The spirited clicking of cicada tymbals was so loud when I opened the door this morning, and the rush of hot air that greeted me so intense, I almost shut and locked the door and decided to stay in. But I didn’t. Instead, I walked down to the gate and was rewarded for my effort by the site of does leaping across the road, two owls hunkered on a branch in the stream bed, small branches laden with green acorns strewn across the gravel road, and a fat water moccasin in the road near the gate. I hung back until the snake decided which way he was going. The gate was bowed out even further than it had been from being hit by a runaway red car several months ago.
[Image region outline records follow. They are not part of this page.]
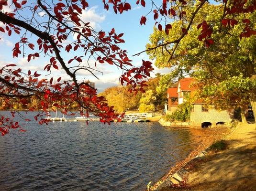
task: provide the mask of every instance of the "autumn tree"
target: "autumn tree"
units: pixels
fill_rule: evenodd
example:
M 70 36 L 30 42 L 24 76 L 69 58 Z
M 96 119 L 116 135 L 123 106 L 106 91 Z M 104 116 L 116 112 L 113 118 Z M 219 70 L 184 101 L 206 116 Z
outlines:
M 107 88 L 99 94 L 107 100 L 110 106 L 114 106 L 113 109 L 122 113 L 127 110 L 136 109 L 139 106 L 141 93 L 136 95 L 128 92 L 129 87 L 114 86 Z
M 120 4 L 119 2 L 103 3 L 107 10 L 109 4 L 116 7 Z M 131 9 L 129 3 L 122 5 L 123 9 L 119 9 L 119 12 Z M 12 50 L 13 57 L 25 56 L 28 62 L 36 57 L 48 57 L 48 64 L 42 66 L 45 71 L 51 74 L 54 70 L 62 70 L 70 79 L 63 81 L 60 77 L 55 81 L 53 78 L 40 78 L 37 71 L 25 72 L 15 67 L 15 64 L 7 63 L 0 70 L 0 94 L 5 101 L 17 98 L 22 105 L 26 106 L 29 98 L 35 96 L 40 100 L 45 113 L 49 104 L 60 107 L 57 100 L 65 103 L 61 106 L 65 108 L 76 102 L 86 115 L 93 113 L 101 121 L 109 123 L 118 117 L 112 107 L 107 105 L 104 97 L 97 96 L 96 89 L 77 79 L 77 74 L 81 70 L 97 78 L 95 74 L 97 70 L 92 68 L 89 63 L 92 60 L 96 66 L 98 64 L 105 64 L 123 70 L 121 84 L 129 84 L 132 90 L 143 91 L 145 79 L 153 70 L 152 63 L 143 61 L 141 66 L 133 67 L 127 51 L 118 46 L 124 42 L 122 39 L 122 33 L 117 33 L 113 28 L 108 32 L 97 32 L 89 23 L 84 22 L 81 15 L 89 6 L 85 0 L 0 0 L 0 31 L 10 38 L 19 39 Z M 41 16 L 42 13 L 44 17 Z M 69 40 L 73 38 L 75 41 Z M 76 55 L 65 61 L 64 53 L 72 55 L 72 52 Z M 33 110 L 33 107 L 29 109 Z M 41 114 L 35 116 L 35 119 L 40 124 L 46 123 Z M 10 128 L 20 127 L 18 122 L 4 116 L 0 124 L 3 136 Z
M 200 21 L 200 18 L 205 18 L 206 21 L 215 22 L 221 20 L 223 15 L 221 6 L 206 4 L 203 7 L 204 10 L 195 17 L 195 21 Z M 247 18 L 252 21 L 251 28 L 256 29 L 254 24 L 256 21 L 255 12 L 247 14 Z M 199 87 L 197 97 L 214 104 L 216 108 L 240 106 L 244 111 L 245 106 L 250 102 L 255 113 L 256 38 L 252 36 L 240 39 L 243 24 L 248 21 L 239 20 L 241 22 L 239 24 L 235 24 L 234 21 L 229 24 L 233 27 L 232 30 L 227 25 L 223 26 L 223 23 L 215 25 L 216 29 L 223 28 L 225 32 L 212 34 L 211 38 L 215 43 L 208 47 L 198 40 L 200 32 L 197 28 L 200 24 L 199 21 L 191 25 L 191 30 L 179 43 L 171 61 L 168 62 L 169 54 L 167 52 L 160 54 L 152 51 L 150 55 L 152 58 L 156 58 L 156 64 L 159 67 L 172 67 L 172 72 L 166 75 L 168 79 L 189 74 L 194 77 Z M 178 31 L 178 22 L 174 22 L 172 25 L 171 32 Z M 151 44 L 148 46 L 154 46 L 161 39 L 171 41 L 172 38 L 171 34 L 167 35 L 155 30 L 150 37 Z M 244 117 L 244 112 L 241 114 Z M 245 117 L 243 119 L 246 121 Z
M 154 104 L 156 98 L 154 96 L 151 90 L 146 91 L 142 95 L 140 100 L 140 106 L 139 111 L 140 113 L 153 112 L 155 111 L 156 107 Z
M 227 27 L 232 30 L 238 23 L 243 29 L 239 34 L 240 38 L 256 34 L 252 28 L 252 22 L 246 18 L 247 13 L 254 12 L 256 9 L 254 0 L 216 2 L 220 4 L 220 10 L 223 13 L 219 21 L 212 22 L 201 18 L 198 21 L 198 40 L 203 42 L 204 46 L 209 47 L 214 43 L 212 34 L 224 32 Z M 106 10 L 112 7 L 116 13 L 122 14 L 131 9 L 130 4 L 125 0 L 103 0 L 102 2 Z M 137 0 L 136 3 L 145 7 L 146 2 Z M 141 25 L 146 24 L 147 18 L 148 19 L 151 15 L 149 13 L 152 12 L 153 19 L 156 20 L 159 31 L 163 30 L 167 35 L 170 34 L 173 27 L 169 23 L 170 18 L 179 21 L 178 24 L 180 30 L 174 34 L 171 40 L 163 41 L 137 55 L 160 49 L 162 52 L 168 52 L 169 59 L 171 59 L 179 43 L 191 29 L 196 16 L 207 3 L 206 0 L 147 1 L 151 10 L 148 12 L 146 10 L 141 17 Z M 95 70 L 87 64 L 90 59 L 94 60 L 96 65 L 99 63 L 105 64 L 123 70 L 121 83 L 130 85 L 130 91 L 145 92 L 145 78 L 150 76 L 150 72 L 153 69 L 152 63 L 143 61 L 141 66 L 134 67 L 127 51 L 118 46 L 119 43 L 124 42 L 122 39 L 122 33 L 117 33 L 114 29 L 108 32 L 97 32 L 89 23 L 83 22 L 80 16 L 89 6 L 86 0 L 0 0 L 0 31 L 8 34 L 10 38 L 15 36 L 19 39 L 15 43 L 13 57 L 26 56 L 28 62 L 35 58 L 47 57 L 49 63 L 43 66 L 45 71 L 53 73 L 54 70 L 62 70 L 70 79 L 63 81 L 59 78 L 55 82 L 53 78 L 39 78 L 40 74 L 37 71 L 25 72 L 16 67 L 14 64 L 8 63 L 0 70 L 0 94 L 6 101 L 16 97 L 22 105 L 26 106 L 28 98 L 34 96 L 40 100 L 45 111 L 49 102 L 54 103 L 57 100 L 66 103 L 66 105 L 63 106 L 65 108 L 76 102 L 87 114 L 93 113 L 103 122 L 117 118 L 112 107 L 106 104 L 103 97 L 97 96 L 95 89 L 87 83 L 78 80 L 77 74 L 81 70 L 87 71 L 97 77 Z M 187 12 L 190 7 L 193 8 L 191 13 Z M 42 13 L 43 17 L 40 16 Z M 238 17 L 240 16 L 242 16 Z M 216 29 L 216 25 L 222 26 Z M 75 40 L 69 42 L 68 39 L 74 37 Z M 72 52 L 77 53 L 76 56 L 64 61 L 64 53 L 72 55 Z M 59 106 L 57 104 L 55 106 Z M 39 114 L 35 118 L 40 119 L 41 124 L 47 122 L 41 117 Z M 0 118 L 0 130 L 2 135 L 8 133 L 10 128 L 20 127 L 18 123 L 6 119 L 4 116 Z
A true hurricane would probably have knocked it loose and carried it away. The little blow and heavy rains from the past three days have just warped it into a permanent u-shape.
Yesterday on my way back from an appointment in town, I got sucked into the vortex of a massive convoy of electric service bucket trucks on I-10. They were really ballin’ the jack, on their way to Mississippi and Louisiana. It was a noisy energetic net. I felt like I wasn’t even driving my car, but was being carried along at 75 miles per hour on the float of their power and urgency. I had to consciously break out of the buzzing hive to make my exit for home.
Late Tuesday night by the time I finished reading Jesmyn Ward’s Salvage the Bones, I was almost hyperventilating. We had nothing more to worry about than the inconvenience of the possibility of power going out or a tree falling across the road. But reading about the main character, Esch, a fourteen-year-old girl, and her family’s dire straights down in Bois Sauvage, Louisiana during Katrina, my mouth was dry and I sat on the edge of the bed reading late into the night until the final chapter.